Eleanor’s Story, and Conclusion

I will close with one last anecdote. Eleanor, a colleague in her 50s, recently reconnected with one of her former psychiatry faculty mentors at a social function. After the social event, they exchanged several emails, spoke by phone, and agreed to meet for dinner. Following their meal, he made an entirely uninvited, unanticipated, aggressive sexual advance. His moves were almost identical to the behavior of my own supervisor years ago. My colleague rebuffed him, the evening ended awkwardly and precipitously, and they have had no further communication. When later describing this incident to me, she reflected that it had retrospectively tainted her previously positive memories of her residency training from over 20 years earlier.

In the murky territory of sexual overtures, there is a world of difference between assaulting a woman, versus tentatively exploring feelings of attraction towards a former student and backing down if the response is unwelcome. Even so, the common thread in the three different anecdotes described above is that all of the women were blindsided by their mentors’ sexual advances, did not invite them, and were hurt by them. The fallout from these sudden sexual moves was far-reaching and damaging. Beyond the abrupt loss of a mentor, collateral damage included disillusionment, breach of trust, questioning one’s self-worth, and a reevaluation of everything that had been taught.

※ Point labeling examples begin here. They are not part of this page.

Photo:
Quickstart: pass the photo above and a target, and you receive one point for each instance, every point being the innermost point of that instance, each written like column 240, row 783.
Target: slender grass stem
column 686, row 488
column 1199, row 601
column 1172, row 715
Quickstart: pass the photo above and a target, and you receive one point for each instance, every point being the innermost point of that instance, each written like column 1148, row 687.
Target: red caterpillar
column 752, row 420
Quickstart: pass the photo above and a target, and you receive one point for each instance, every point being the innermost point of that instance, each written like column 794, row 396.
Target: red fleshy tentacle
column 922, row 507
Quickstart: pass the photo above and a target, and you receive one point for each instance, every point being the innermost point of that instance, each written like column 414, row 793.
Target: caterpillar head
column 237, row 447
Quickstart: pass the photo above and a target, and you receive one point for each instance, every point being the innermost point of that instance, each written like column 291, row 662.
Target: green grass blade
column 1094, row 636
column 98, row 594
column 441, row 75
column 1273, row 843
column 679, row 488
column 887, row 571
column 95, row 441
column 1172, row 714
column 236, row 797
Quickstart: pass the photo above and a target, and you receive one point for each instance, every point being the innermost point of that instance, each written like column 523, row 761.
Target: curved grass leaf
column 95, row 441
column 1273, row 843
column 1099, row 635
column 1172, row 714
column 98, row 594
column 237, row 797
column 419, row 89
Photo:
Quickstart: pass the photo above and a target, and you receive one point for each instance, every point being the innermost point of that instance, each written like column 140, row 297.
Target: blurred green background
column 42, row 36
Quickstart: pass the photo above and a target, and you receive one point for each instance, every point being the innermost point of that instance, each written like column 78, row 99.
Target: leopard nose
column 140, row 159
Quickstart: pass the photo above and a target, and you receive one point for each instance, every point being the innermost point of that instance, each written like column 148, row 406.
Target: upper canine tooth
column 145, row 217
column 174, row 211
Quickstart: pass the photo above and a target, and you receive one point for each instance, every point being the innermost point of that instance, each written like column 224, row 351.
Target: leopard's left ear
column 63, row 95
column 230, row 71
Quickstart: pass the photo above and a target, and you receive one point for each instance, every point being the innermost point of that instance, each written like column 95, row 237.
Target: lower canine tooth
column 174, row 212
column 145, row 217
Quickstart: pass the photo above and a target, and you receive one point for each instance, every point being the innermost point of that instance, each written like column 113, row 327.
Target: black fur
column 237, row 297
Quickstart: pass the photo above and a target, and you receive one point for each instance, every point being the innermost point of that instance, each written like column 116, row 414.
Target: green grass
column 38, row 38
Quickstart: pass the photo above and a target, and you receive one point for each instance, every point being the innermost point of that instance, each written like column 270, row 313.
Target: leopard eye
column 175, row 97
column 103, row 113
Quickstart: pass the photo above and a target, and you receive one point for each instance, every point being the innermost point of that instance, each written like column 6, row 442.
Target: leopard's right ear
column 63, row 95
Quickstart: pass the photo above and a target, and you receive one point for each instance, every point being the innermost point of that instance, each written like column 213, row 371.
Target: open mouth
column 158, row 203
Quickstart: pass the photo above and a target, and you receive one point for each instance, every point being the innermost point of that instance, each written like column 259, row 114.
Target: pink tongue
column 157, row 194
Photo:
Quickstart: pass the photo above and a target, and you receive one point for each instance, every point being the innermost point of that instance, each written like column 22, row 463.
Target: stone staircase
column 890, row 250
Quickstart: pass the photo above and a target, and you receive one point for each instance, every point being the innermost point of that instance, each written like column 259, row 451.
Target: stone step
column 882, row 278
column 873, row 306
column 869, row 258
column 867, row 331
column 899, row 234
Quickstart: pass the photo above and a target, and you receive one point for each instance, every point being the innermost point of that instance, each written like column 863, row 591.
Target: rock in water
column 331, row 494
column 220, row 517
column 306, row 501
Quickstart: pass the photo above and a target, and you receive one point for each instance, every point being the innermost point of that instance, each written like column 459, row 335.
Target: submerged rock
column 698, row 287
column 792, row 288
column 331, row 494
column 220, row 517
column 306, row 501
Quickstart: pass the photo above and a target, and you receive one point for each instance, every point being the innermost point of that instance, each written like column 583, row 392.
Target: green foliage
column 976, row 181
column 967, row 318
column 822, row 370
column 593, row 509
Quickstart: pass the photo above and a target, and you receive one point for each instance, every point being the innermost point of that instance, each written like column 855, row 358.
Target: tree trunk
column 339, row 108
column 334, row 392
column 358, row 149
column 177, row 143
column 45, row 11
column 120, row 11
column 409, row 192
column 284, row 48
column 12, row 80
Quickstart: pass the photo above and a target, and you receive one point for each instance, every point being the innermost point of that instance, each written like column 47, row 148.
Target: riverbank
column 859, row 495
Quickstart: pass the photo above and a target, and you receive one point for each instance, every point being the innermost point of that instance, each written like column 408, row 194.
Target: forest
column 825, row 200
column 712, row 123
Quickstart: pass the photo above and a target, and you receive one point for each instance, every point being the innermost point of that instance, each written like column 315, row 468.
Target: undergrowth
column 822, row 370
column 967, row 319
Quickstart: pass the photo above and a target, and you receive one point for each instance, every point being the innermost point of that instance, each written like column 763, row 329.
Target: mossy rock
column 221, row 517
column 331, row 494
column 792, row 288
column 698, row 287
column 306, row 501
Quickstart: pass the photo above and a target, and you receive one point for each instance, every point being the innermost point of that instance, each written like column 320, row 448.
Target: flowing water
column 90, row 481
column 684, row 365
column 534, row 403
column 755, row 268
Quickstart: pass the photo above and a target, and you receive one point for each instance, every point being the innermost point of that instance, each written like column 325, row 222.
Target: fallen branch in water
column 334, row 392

These situations are not clear-cut. These individuals may not have considered the potential negative repercussions of their actions. At one point, we genuinely admired and appreciated these mentors as trusted teachers and supervisors. We looked up to them and learned so much from them. As in the context of a positive father-daughter (or parent-child) relationship, we at one time had felt safe, and were able to thrive and develop professionally and personally. Boundaries are one key component of the educational contract, because they help maintain an environment conducive to learning. As in a therapeutic relationship, creating an educational safe space can allow beautiful and precious and amazing insights to develop. The lessons learned could endure for a lifetime, long after the formal teacher-student relationship has ended. Please, think twice before trading a long-standing valuable relationship, for (as Monty Hall would say) what’s behind the curtain.